Page MenuHomePhabricator

MassMessage problems - multiple deliveries and missing deliveries
Open, LowPublic

Description

In this week's delivery of Tech News, there were 2 problems.

The full target list was meant to be https://meta.wikimedia.org/wiki/Global_message_delivery/Targets/Tech_ambassadors

I definitely only clicked "Submit" once, so it's not an impatient user-error!

I'll tag this with WMF-JobQueue, which I suspect is related, in case that helps.

See also this possibly related (recent) task? T232362: Massmessages not going through, log looks fine

Event Timeline

Quiddity created this task.Mon, Sep 9, 6:57 PM
Restricted Application added a subscriber: Aklapper. · View Herald TranscriptMon, Sep 9, 6:57 PM
Tgr added a subscriber: Tgr.Mon, Sep 9, 7:11 PM

Common reason for recipients not getting anything is T139380: MassMessage failed delivery claiming "readonly" although the page is not protected.
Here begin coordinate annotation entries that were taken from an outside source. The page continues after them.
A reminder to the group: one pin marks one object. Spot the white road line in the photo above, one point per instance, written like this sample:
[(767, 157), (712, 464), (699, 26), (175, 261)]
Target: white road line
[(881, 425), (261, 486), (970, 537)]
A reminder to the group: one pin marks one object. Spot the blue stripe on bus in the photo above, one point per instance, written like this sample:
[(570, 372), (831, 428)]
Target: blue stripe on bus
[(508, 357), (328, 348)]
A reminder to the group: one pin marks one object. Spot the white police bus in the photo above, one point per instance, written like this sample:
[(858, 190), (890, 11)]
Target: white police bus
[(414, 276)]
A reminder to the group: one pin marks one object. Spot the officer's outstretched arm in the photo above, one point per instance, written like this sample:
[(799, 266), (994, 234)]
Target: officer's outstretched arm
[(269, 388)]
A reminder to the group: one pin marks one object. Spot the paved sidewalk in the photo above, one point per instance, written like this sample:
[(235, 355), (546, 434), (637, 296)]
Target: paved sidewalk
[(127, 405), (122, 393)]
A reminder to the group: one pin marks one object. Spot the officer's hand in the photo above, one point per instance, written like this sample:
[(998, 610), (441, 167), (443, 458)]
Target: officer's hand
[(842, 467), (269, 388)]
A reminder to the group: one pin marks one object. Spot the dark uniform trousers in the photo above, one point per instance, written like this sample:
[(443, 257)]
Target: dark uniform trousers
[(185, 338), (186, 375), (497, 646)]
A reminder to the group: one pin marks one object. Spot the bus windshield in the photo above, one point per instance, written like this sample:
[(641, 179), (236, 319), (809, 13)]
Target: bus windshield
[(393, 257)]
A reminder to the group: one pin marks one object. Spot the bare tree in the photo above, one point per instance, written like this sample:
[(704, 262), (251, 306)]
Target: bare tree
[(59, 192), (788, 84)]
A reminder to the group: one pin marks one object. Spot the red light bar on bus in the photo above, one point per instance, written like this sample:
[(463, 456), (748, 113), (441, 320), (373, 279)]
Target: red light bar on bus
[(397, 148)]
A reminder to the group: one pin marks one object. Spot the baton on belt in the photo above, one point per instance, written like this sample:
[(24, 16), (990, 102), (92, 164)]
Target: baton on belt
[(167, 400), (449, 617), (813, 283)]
It also has a (not user-friendly) script for identifying such issues.

Double-sending is maybe due to a job returning failed status (which causes it to be rescheduled) but successfully saving anyway. In theory all changes are rolled back on an error and this shouldn't happen, but maybe that logic is circumvented somehow.
If that's the case, you should be able to find the job errors in logstash.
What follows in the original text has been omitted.